With respect to his second argument,12 that his ignorance of the prohibition prevents his removal for its violation, McCormick attempts to distinguish Cardamone v. State Civil Service Commission, 58 Pa. Commonwealth Ct. 637, 428 A.2d 757 (1981). McCormick contends that Cardamone’s argument was, in fact, that he was unaware of the political nature of his activity, not that he was unaware of the prohibition. A close reading of the decision leads us to conclude that the case encompassed both arguments. Judge Blatt, writing for the court in Cardamone, explicitly noted that the evidence supported the conclusions that Cardamone was aware of the ban and that he was conscious of the political character of his actions, thus indicating that Cardamone had made both arguments. At least by way of dictum, the Cardamone opinion states that ‘ ‘ assertion of unawareness of the prohibited nature of his conduct cannot relieve [an employee] of culpability therefor.”13
*502The language of the prohibition section is straightforward and does not require, in any situation, that the employee must have acted with any intent or knowledge of either the ban or the nature of his activity. We will not require an element of intent when the legislature has clearly declined to include it in the statute. Mr. McCormick’s unfortunate situation is yet another illustration of the adage that ignorance of the law is no excuse. See, e.g., Pennsylvania Liquor Control Board v. 302 Chelten, Inc., 74 Pa. Commonwealth Ct. 253, 459 A.2d 893 (1983) and the cases cited in that opinion.
Accordingly, we affirm.
Oeder
Now, October 13, 1983, the order of the Pennsylvania State Civil Service Commission, No. 3483, dated April 21,1982, is affirmed.

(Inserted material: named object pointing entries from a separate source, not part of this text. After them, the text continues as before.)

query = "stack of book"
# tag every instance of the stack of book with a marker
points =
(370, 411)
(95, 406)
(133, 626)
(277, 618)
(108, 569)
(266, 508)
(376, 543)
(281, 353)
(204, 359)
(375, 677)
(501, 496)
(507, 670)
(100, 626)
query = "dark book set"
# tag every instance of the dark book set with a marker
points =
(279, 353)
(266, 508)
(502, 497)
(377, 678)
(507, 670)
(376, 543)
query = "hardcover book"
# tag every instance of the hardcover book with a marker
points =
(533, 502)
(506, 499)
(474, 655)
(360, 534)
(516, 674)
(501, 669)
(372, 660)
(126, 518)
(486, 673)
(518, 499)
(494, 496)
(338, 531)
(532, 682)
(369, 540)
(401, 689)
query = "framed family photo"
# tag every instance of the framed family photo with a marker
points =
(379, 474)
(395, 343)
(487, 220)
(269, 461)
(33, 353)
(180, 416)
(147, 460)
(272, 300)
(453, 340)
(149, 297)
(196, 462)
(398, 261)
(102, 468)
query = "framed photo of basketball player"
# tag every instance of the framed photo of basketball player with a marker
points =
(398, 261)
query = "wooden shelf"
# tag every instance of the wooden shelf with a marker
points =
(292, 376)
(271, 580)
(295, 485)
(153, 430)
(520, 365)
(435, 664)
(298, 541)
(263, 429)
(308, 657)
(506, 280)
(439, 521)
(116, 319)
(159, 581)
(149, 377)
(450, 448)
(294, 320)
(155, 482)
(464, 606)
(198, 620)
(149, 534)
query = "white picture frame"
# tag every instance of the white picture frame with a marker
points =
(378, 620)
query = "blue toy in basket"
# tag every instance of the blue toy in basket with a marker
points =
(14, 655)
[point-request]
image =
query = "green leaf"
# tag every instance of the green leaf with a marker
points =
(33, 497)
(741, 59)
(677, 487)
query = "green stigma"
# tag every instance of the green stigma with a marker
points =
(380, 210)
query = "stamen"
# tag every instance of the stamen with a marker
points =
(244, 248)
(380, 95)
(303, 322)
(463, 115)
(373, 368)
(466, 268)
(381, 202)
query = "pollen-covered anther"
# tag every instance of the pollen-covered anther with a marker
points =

Section 904 of the Civil Service Act, Act of August 5, 1941, as amended, P.L. 752, 71 P.S. §741.904.
Section 1 of the Housing Authorities Law, Act of Hay 28, 1937, P.L. 955, as amended, added by Act of June 2, 1975, P.L. 3, 35 P.S. §1566.
Section 904 of the Civil Service Act provides, in relevant part:
No person in a classified service shall . . . circulate or seek signatures to any nominations or other petition required by any primary or election law....
Section 2 of the Housing Authorities Law, Act of May 28, 1937, P.L. 955, as amended, added by Act of June 2, 1975, P.L. 3, 35 P.S. §1567.
The prohibitions, penalties and enforcement provisions are detailed in Article IX of the Civil Service Act, §§901-906, 71 P.S. §§741.901-741.906.
35 P.S. §1567.
Section 807 of the Civil Service Act, 71 P.S. §741.807 provides, in relevant part:
No person in a classified service shall be removed except for just cause which shall not be his race, religion or political, partisan or labor union affiliation.
Section 3 of the Housing Authorities Law, Act of May 28,. 1937, P.L. 955, as amended, added by Act of June 2, 1975, P.L. 3, 35 P.S. §1568.
Section 902 of the Civil Service Act, 71 P.S. §741.902. ■
35 P.S. §1566.
35 P.S. §1567.
McCormick also argued that the civil service system for housing authorities is controlled, not by the Civil Service Act, but by the contract which each housing authority has with the State Civil Service Commission, and, because that contract was not-in evidence, the commission could not properly remove him. Because McCormick did not raise this argument before the commission, we are unable to consider it on appeal. See Clowney v. Unemployment Compensation Board of Review, 54 Pa. Commonwealth Ct. 382, 421 A.2d 515 (1980) ; Zakrzewski v. Unemployment Compensation Board of Review, 33 Pa. Commonwealth Ct. 216, 381 A.2d 503 (1978).
58 Pa. Commonwealth Ct. at 638, 428 A.2d at 758.